A driver who sent his car careening over the edge of the fifth storey of a Newmarket car parking building had been leaning over to give his girlfriend a kiss.
Simon Hartnoll has been charged with careless driving causing injury after he and his girlfriend at the time were badly injured in the incident in March last year.
Hartnoll appeared in the Auckland District Court this morning for the second day of a two-day judge-alone trial.
The court heard yesterday that Hartnoll had stopped his car and put the handbrake on but left the gear in drive while pausing to give his girlfriend a kiss.
They had recently had dinner and intended to go ten pin bowling, the court heard.
While leaning over inside the car, Hartnoll hit the accelerator pedal, causing the car to lurch forward and crash through a barrier, plunging to the street below.
A witness who lived in an apartment building across from where the incident occurred described seeing the car "sort of fly off" the side of the building.
Sarah Woodhams told the court she had been taking her make up off and gazing at the city skyline when the car's speeding lights caught her attention.
"I've never seen anything like it before, it was so quick and it really grabbed my attention," she said.
"It shot across and went through the barrier."
Woodhams lost sight of the car and didn't see it hit a parked Nissan below, narrowly missing two women who were inside it at the time.
Hartnoll, who was 39, suffered rib and clavicle fractures and spine injuries and his former girlfriend, who was 30, suffered serious head injuries.

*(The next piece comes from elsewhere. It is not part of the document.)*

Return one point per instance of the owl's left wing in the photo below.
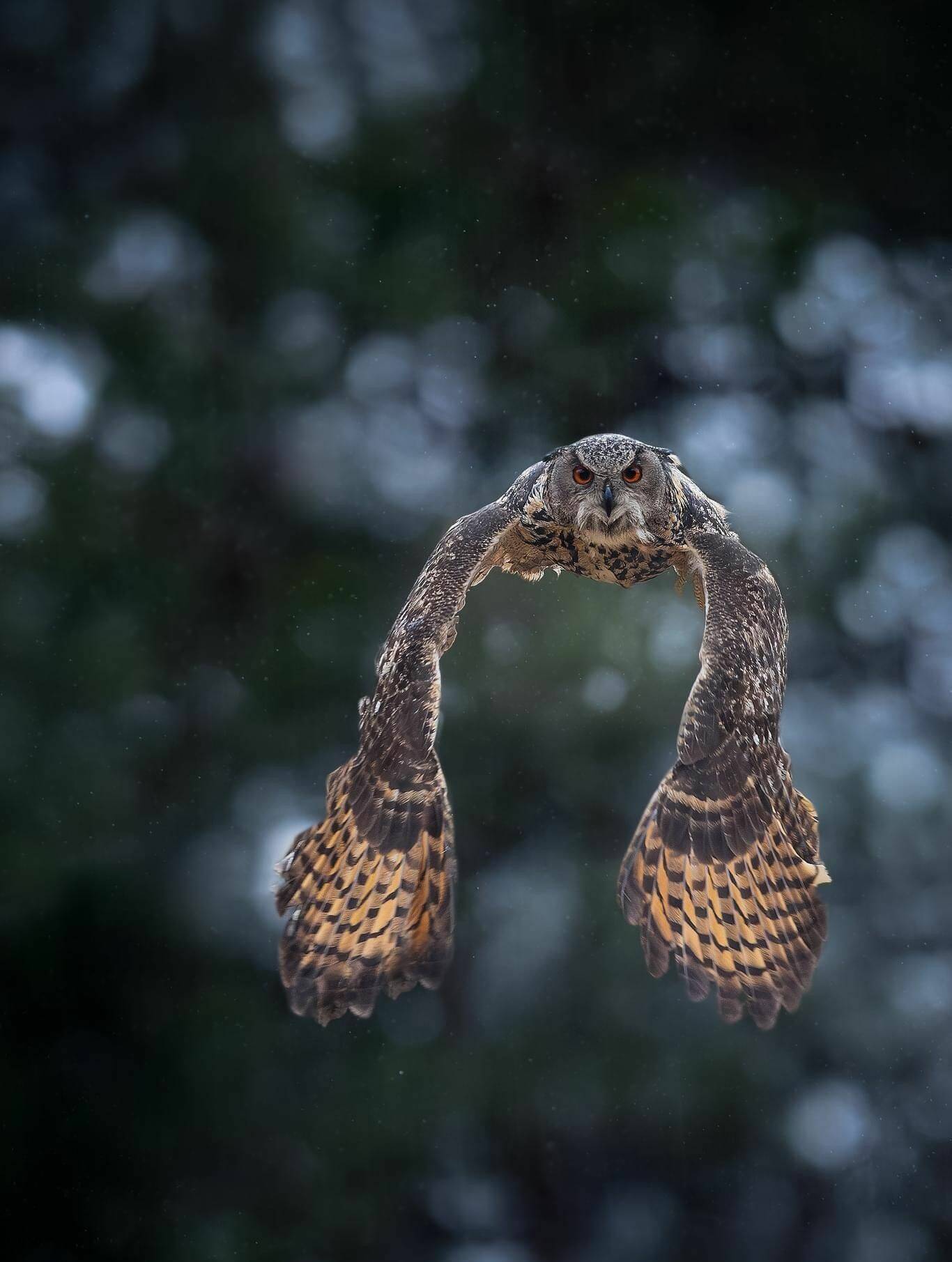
(370, 888)
(723, 866)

A police witness told the court yesterday the car being left in drive was the primary cause of the crash, but today the defence suggested the car parking building's fencing was not up to scratch.
The York St car park adhered to building code requirements when it was built but not to recent updates in the building code.
Auckland Council was not tasked with nor able to enforce requirements to ensure buildings were up to current building compliance codes, only that they met the code requirements at the time they were built, the court heard.
Hartnoll's lawyer Alistair Haskett said he believed the car parking building's outer fencing had met requirements for pedestrian safety, but there was nowhere in council reports which indicated the fencing was strong enough to withstand the force of a vehicle.
In 2002 building requirements around car parking building barriers and the amount of force they could withstand were updated to try to prevent cars from going through barriers, the court was told.
Following Hartnoll's accident last year, police witness and senior compliance adviser for Auckland Council William Smeed said it had been arranged for several other car parking buildings in the city to be inspected.
"Since this accident, the council is putting in place a regime of upgrading their car parks. I am aware the council is concerned about their car park fencing."
New technology, like automatic stop and start driving were also a factor in this decision, he said.
The council had also raised the issue with central government and was in the process of ensuring car parks were at a higher standard than when they were built, he said.
Haskett argued this meant the council was not happy with the standard of the car park at the time of the accident, but Smeed said this was not necessarily the case.
"At the time the building was built maybe the standard wasn't good enough," he told the court.
This did not mean the car park was a dangerous building because building codes related to structural integrity, he said.
While the building standards had improved since the York St car park was built, it was still the actions of the driver which were most important, he said.